Venture Capital Company (VCC)

South Africa’s local small and medium enterprises, which are catalysts for growing the local economy, generating revenue and subsequently creating sustainable jobs that have a positive implication for the lives of South African taxpayers. To assist these sectors in terms of equity finance, Government has implemented a tax incentive for investors in these enterprises through a venture capital company (VCC) regime.

VCCs are intended to be a marketing vehicle that will attract retail investors. An investor is any taxpayer who qualifies to invest in an approved VCC. They have the benefit of bringing together small investors as well as concentrating investment expertise in favor of the small business sector. There are no special tax benefits for the VCC itself, only standard tax rules will apply.
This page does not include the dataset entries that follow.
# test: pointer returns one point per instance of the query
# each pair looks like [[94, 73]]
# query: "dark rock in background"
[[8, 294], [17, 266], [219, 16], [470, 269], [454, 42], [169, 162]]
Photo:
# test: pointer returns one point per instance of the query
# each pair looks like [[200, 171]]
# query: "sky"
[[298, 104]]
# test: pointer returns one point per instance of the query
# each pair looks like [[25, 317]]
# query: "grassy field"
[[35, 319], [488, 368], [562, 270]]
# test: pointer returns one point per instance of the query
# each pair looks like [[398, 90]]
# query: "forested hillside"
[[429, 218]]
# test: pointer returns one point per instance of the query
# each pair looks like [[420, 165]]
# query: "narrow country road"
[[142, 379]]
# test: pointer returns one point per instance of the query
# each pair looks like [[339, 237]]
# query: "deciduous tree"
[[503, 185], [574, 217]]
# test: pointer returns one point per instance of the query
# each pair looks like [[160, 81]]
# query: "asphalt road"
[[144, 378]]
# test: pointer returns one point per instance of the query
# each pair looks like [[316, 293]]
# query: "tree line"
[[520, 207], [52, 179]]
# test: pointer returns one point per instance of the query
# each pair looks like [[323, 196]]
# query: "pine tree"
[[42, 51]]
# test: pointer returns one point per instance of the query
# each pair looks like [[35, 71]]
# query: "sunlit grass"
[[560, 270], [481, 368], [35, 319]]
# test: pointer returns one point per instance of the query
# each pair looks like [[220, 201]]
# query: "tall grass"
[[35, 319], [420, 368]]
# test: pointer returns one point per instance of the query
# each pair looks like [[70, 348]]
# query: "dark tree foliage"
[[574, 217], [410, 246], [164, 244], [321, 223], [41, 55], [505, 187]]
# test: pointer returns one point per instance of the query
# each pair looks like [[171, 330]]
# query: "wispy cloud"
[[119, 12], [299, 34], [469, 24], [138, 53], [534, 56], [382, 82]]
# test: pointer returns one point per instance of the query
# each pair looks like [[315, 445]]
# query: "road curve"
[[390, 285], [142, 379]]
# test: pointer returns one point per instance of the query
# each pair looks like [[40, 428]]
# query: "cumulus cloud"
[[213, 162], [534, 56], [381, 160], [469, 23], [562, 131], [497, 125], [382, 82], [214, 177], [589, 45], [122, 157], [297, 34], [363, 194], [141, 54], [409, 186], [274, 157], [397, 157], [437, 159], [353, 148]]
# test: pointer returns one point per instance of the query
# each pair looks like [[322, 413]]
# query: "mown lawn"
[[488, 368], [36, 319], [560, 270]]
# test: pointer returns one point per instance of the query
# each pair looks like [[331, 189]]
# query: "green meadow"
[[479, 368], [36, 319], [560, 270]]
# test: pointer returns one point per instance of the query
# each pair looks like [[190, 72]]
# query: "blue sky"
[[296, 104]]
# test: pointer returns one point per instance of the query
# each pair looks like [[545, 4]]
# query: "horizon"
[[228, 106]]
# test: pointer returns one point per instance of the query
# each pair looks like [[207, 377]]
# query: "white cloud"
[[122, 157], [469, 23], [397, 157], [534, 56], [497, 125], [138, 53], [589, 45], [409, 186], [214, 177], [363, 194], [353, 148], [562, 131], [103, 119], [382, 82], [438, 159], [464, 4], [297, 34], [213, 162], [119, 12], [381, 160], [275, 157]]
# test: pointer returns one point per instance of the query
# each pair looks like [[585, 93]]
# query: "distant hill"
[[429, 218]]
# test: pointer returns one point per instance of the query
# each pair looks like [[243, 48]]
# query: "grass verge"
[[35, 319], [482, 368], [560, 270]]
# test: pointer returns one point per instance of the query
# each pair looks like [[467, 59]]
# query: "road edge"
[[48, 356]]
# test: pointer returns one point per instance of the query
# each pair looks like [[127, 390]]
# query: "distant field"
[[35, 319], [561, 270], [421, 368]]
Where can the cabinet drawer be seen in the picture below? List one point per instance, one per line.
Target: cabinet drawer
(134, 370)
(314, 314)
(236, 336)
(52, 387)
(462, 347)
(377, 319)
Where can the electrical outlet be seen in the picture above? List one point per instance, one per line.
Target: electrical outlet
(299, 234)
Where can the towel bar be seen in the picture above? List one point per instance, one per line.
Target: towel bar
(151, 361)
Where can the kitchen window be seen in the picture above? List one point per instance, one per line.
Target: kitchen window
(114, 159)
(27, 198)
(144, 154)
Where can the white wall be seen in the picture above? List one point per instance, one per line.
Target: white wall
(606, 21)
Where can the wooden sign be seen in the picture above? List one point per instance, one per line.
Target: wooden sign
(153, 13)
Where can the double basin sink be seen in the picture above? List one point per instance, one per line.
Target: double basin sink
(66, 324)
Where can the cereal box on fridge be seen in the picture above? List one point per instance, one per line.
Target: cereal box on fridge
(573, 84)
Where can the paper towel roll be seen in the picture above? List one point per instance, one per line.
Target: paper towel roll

A company must meet all of the following preliminary requirements to be able to get a SARS approved VCC status:

  • The company must be a resident;
  • The sole object of the company must be the management of investments in qualifying companies (i.e. investees);
  • The company’s tax affairs must be in order; and
  • The company must be licensed in terms of section 8(5) of the Financial Advisory and Intermediary Services Act, 2002.

Section 12J of the Income Tax Act

Section 12J is a provision in the Income Tax Act that was introduced in 2009 introducing South African tax incentive and to address one of the main challenges to the economic growth and maintain employment. The use of this incentive is growing quickly: The tax year ended February 2017 saw more section 12J tax vehicles registered than the cumulative total since its introduction in 2009

The tax incentive essentially provides South African taxpayers with a 100% tax deduction on the amount invested into Section 12J VCCs. This allows any South African taxpayer (individual, company or trust) to claim tax relief of up to 45% on their investment amount, thus reducing their capital at risk to a minimum of 55% of their original investment amount.

Recently National Treasury implemented a number of amendments to narrow the scope for potential abuse which is effective form 1 January 2019. The tighter legislation has led to greater certainty and has been a positive development for compliant VCCs. An External Guide will also help taxpayers to know further information about Venture Capital Companies (VCC).